Convolutional Neural Networks

Recent advancements in Computer Vision started a new era of Neural Networks research, shaping what is nowadays being called Deep Learning. Deep neural networks have improved the state of the art results of many computerized tasks such as image classification, reinforcement learning and text sentiment analysis. Regarding Computer Vision, at the heart of most advancements over the past 5 years lies a neural network architecture called a Convolutional Neural Network (CNN). CNNs leverage one of the most traditional procedures in Digital Image Processing, a convolution operation, to map objects from the image domain to probabilities that can then be associated to categories.

Three common tasks related to CNNs are i) image classification, ii) object detection and iii) image segmentation.
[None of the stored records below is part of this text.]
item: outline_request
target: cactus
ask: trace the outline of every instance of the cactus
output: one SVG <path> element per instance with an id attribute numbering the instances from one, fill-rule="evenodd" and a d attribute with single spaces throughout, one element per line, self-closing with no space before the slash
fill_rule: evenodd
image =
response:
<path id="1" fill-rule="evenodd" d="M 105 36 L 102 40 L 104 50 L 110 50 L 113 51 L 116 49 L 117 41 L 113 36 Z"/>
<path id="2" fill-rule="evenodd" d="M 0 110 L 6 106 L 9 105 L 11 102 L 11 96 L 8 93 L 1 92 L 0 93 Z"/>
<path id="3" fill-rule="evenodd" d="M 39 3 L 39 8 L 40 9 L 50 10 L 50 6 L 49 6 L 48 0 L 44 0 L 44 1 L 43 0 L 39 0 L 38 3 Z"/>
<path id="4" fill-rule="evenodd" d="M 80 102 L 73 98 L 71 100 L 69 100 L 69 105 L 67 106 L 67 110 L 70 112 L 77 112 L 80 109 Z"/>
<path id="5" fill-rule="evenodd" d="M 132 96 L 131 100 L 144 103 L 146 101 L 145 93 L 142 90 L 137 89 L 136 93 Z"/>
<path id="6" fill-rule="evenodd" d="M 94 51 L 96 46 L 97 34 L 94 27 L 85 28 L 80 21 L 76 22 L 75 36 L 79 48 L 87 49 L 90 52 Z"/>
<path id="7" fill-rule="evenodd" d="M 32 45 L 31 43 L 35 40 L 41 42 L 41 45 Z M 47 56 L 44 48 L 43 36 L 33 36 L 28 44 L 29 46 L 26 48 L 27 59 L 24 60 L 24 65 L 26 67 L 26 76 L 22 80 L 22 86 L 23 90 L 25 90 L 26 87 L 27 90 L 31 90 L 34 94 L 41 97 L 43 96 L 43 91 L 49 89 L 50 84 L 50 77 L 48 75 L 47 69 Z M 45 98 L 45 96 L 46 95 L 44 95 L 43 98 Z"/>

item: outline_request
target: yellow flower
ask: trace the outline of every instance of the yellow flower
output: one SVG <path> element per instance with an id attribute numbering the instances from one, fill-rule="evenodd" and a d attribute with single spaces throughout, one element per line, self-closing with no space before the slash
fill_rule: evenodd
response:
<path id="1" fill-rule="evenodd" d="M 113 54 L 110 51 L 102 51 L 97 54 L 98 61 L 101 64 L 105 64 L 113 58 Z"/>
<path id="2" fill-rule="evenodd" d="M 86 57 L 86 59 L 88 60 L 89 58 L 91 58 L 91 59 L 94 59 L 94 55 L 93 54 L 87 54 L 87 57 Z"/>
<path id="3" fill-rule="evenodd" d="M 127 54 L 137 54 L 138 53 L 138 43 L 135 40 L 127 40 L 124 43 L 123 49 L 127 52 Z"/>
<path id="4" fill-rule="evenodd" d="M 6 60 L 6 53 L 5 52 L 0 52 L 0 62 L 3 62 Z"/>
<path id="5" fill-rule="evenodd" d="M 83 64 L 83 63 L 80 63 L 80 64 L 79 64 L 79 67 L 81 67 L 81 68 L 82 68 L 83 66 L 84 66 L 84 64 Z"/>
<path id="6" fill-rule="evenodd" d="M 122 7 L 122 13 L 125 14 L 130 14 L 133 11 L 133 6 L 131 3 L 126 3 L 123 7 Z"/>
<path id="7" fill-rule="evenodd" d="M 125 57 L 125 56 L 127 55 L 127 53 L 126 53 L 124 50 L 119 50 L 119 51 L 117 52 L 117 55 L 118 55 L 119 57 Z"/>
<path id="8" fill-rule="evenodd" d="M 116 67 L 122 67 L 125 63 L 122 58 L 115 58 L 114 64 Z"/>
The first concerns the problem of associating tags ("cat", "dog", etc) to whole images. Object detection involves the identification of relevant objects in a given image (this image contains two dogs, one cat and a person). Image segmentation, arguably the hardest task among the three, entails the classification of every pixel in the image among a pre-defined set of classes. An example of image segmentation using the U-Net architecture can be seen below (actually a video segmentation):

At INAG we are usually concerned with tasks ii) and iii). Particularly, the segmentation of the objects in an image allows the analysis of important characteristics such as their shape and texture, which can reveal interesting insights about the objects contained in the image.

Some useful code for training CNNs can be obtained in the following github repository: https://github.com/chcomin/torchtrainer

As a side note, we are currently also interested in Graph Neural Networks (a subfield of Geometric Deep Learning), which allows the classification of objects that besides having a set of properties are also interrelated (e.g., classifying people tastes while also taking into account their friends tastes).